NEW DELHI : Doctors from the All India Institute of Medical Sciences (AIIMS) have developed a technique for performing hysterectomies (a procedure to remove the uterus) that prevents damage to the pelvic nerves and injuries to the ureter and bladder, reduces blood loss, and preserves proper functioning of the bladder and bowels. The new procedure takes between 30 minutes to an hour more than the standard technique, but improves the quality of life immensely, according to medical practitioners. Hysterectomy is the second most common gynaecological procedure after caesarean sections. It is also done for uterine, ovarian, and endometrial cancers, one of the most common cancers among women.
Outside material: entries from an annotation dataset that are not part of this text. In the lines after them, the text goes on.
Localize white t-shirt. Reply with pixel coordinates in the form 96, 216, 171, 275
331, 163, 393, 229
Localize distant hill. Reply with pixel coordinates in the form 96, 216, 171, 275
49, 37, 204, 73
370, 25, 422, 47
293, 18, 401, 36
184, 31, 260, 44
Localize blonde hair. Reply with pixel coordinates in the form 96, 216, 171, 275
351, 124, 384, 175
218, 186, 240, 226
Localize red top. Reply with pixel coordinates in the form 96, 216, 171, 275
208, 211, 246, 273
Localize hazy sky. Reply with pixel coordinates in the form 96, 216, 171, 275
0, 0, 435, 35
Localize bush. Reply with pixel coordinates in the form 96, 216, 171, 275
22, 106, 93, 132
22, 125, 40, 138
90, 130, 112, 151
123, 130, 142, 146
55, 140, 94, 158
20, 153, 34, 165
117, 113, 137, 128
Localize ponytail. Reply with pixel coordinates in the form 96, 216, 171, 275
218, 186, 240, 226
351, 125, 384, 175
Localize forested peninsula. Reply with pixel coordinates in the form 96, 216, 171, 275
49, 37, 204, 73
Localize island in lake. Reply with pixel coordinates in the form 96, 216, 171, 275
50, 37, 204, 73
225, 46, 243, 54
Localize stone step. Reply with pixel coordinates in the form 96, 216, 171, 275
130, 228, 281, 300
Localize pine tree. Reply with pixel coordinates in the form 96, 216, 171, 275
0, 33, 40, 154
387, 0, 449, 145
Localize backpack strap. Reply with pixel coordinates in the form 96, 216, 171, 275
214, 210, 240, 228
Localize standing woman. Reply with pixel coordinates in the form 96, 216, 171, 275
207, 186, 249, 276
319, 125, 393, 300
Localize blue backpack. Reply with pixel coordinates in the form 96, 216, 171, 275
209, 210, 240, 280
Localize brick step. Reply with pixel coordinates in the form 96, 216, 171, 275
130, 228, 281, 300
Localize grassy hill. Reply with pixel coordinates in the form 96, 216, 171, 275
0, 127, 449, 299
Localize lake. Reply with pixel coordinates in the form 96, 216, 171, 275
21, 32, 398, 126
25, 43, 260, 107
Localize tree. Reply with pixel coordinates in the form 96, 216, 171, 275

 “The major problem during a hysterectomy is excessive bleeding. The pelvic region is very vascular and there is a lot of blood loss even when the procedure is performed meticulously and with the help of new vessel-sealing devices. The excessive blood loss also means that surgeons have to act fast, which results in nerve, vessel, ureter [the tube that carries urine from the kidney to the bladder], and bladder damage,” said Dr MD Ray, professor of oncology at AIIMS. A doctor from the department of cancer at AIIMS has defined a ‘red-alert zone’, which includes parts of the ureter, vessels and nerves of the cervix and bladder, pelvic nerves, and the base of the bladder.  The new procedure preserved proper bladder, bowel and sexual functions in the 105 patients who underwent surgeries under the modified technique.


 “After a hysterectomy, women report issues with bladder and bowel control. They report feeling the urge to urinate and defecate, but are unable to. There is sexual dysfunction because of the nerve damage in the region. These are the common concerns we address during the follow-ups. However, the women who underwent the new surgery did not report these issues,” Ray said. The new technique also resulted in less bleeding — a loss of 50 to 100ml of blood in comparison to 500 to 800ml during the standard procedure. The new technique involves visualising the red-alert zone better with the help of a 2.5x magnifying glass to identify all the structures separately, ligating or tying up each vessel individually, and using instruments such as bipolar scissors and Cavitron Ultrasonic Surgical Aspirator (CUSA) instead of a cautery (an instrument used to burn a part of the body to remove it or close it off.)



“This procedure requires a lot of practice and deep knowledge of the anatomy of the region, but it should become the gold standard for hysterectomies as it improves the quality of life immensely. When it comes to cancer, people might still be alright with losing certain functions, but this technique should be an absolute must for benign conditions,” Ray said. “Any procedure that reduces blood loss and chances of injury will reduce the recovery time and improve the quality of life. Complications such as injury to the bowels or vessels do happen. Currently, robotic surgery helps improve the visualisation and reduce risks. It is the second most common procedure in women, so the impact of any improvement will be great,” said Dr Rupali Dewan, head of the department of obstetrics and gynaecology, Vardhaman Mahavir Medical College and Safdarjung Hospital.